First of all, our analysis allows identifying which are the best algorithms. It might be surprising to see that the best algorithm is BI (betweenness interactive), probably one of the oldest and conceptually simplest approaches. BI is efficient because the definition of the betweenness is extremely well aligned with the problem at hand - i.e. disrupt the main communication paths of the network. Employing BI comes at a price: A run time at least quadratic in the number of nodes, for sparse networks; and cubic in dense networks. Therefore, we need additional approaches for larger networks.

CI was published essentially comparing to degree-based attacks only, without a comparison to betweenness-based competitors (B or BI). The major contribution of CI regarding network dismantling is that it brought the idea of analyzing real-word network robustness into the top journals. CI was the first method to run in almost linear time, O(NlogN), for specific networks, and to significantly outperform degree in their experiments. Moreover, CI was specifically designed to find optimal attacks in hierarchical networks with tree structures. Many real-world networks, however, are not purely tree-structured. Therefore, it is not surprising to see that CI does not perform well, when running it on previously unseen network types and comparing it to previously unconsidered competitors. Regarding ND, it should first be noted that ND performs much better than CI in our study. Intuitively, this makes sense, since CI was the main competitor evaluated when ND was proposed and published. In addition, the authors of ND compared against degree, eigenvector centrality and a solution based on simulated annealing. Yet, the authors did not assess their method compared to betweenness or approximate versions of betweenness (B, BI, AB, and ABI), the strongest competitors in our study. So, similar to the case of CI, the performance of ND can be explained by the experimental setup of the authors. Many recently-proposed strategies are designed to provide suboptimal but computationally efficient solutions. The user should understand a tradeoff between effectiveness and speed. We see this as a major motivation and major contribution of our study, to compare a whole set of heuristics (including computationally expensive ones) on a wide range of methods, in order to assess the possible degree of optimality.

As a result of our study, we highly recommend the usage of BI for assessing the quality of novel proposed competitors on smaller datasets.
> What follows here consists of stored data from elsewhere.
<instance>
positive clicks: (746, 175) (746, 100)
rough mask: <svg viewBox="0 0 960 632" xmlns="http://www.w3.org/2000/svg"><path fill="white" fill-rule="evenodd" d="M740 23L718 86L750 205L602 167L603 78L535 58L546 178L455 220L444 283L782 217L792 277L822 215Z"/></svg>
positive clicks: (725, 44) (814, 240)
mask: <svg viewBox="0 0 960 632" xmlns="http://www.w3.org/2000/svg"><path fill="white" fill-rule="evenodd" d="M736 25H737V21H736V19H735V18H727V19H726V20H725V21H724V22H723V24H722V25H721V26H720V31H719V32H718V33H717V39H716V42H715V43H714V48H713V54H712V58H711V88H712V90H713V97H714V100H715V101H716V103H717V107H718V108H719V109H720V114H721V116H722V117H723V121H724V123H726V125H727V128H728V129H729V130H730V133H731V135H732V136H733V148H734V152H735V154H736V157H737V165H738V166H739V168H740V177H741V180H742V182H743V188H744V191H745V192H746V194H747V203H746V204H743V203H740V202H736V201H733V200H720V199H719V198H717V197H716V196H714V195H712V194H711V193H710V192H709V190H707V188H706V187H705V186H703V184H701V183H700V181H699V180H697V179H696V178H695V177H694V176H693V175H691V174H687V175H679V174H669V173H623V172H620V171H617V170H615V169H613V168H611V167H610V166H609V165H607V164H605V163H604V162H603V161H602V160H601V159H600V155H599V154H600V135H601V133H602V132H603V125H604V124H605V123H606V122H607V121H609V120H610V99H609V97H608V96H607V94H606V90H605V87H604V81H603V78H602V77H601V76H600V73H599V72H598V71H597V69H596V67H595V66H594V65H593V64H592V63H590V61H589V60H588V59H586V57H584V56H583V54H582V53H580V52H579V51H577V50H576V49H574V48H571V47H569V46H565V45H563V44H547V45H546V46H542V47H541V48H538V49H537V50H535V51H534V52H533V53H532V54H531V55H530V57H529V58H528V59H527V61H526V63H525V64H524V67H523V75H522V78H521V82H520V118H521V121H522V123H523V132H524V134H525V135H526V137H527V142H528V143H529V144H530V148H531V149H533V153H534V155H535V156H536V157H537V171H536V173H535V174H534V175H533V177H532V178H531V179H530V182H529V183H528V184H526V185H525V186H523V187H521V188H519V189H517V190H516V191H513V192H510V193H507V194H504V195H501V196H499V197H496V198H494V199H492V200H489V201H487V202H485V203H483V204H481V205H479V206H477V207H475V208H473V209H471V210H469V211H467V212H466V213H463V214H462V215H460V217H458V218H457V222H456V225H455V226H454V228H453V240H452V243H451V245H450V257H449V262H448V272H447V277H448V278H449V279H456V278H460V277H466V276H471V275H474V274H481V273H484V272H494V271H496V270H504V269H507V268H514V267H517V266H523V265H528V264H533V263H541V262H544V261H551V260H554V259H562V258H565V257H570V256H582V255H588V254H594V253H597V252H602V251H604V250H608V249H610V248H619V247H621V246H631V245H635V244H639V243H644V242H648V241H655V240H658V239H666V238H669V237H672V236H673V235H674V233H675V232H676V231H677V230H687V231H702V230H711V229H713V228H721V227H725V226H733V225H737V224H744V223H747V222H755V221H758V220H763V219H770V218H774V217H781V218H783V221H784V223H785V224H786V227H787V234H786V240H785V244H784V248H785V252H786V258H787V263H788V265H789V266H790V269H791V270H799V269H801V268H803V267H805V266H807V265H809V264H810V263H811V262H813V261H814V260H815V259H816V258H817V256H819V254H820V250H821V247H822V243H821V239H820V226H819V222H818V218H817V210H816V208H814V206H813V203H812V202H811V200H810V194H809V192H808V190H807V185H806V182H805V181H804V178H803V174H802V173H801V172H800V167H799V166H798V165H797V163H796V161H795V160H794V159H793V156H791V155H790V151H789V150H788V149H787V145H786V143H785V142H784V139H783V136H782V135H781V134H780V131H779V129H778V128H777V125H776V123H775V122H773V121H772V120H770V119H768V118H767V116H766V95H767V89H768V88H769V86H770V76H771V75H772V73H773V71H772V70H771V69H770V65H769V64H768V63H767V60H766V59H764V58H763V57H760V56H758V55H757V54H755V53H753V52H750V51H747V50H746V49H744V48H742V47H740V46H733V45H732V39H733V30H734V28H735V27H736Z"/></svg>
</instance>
Moreover, ABI should be the first choice as a competitor for larger networks, as it provides the best tradeoff between solution quality and runtime in our study. In order to foster the interpretability of results, and consequently increase the usefulness of this line of research, standards for the publication of new strategies should be raised. We believe that the present work can be a first small step in this direction.

In the present study, we have chosen the size of networks in such a way that all methods can be compared with reasonable runtime. According to our experiments, BI is the best method for all networks, but its runtime complexity is about O(N3). This implies that, if the size of an input network is increased by a factor of 10, the runtime will be approximately 1000 times longer. Given that we aimed at a full comparison of network methods, the execution of all experiments on hundreds of random networks is simply not feasible. Assessing the robustness of very large random networks with a reduced number of scalable methods, as identified in our study, is one possibility for future work.

Our study leads to several additional observations and interesting directions for future work. First, several methods are highly competitive with BI. The major goal for future research should be to make them more efficient regarding the run time. One challenging problem is to always maintain a list of connected components during an attack generation, while avoiding quadratic time complexity. Second, the use of approximate methods, such as ABI, for network dismantling should be explored and exploited further. Finally, we showed that ND and BI actually compute quite different attacks, while both being close to BI. An intelligent combination of these two methods might lead to even stronger attacks, possibly outperforming BI. Future studies could investigate the robustness of multiplex/multi-layer networks60,61,62,63.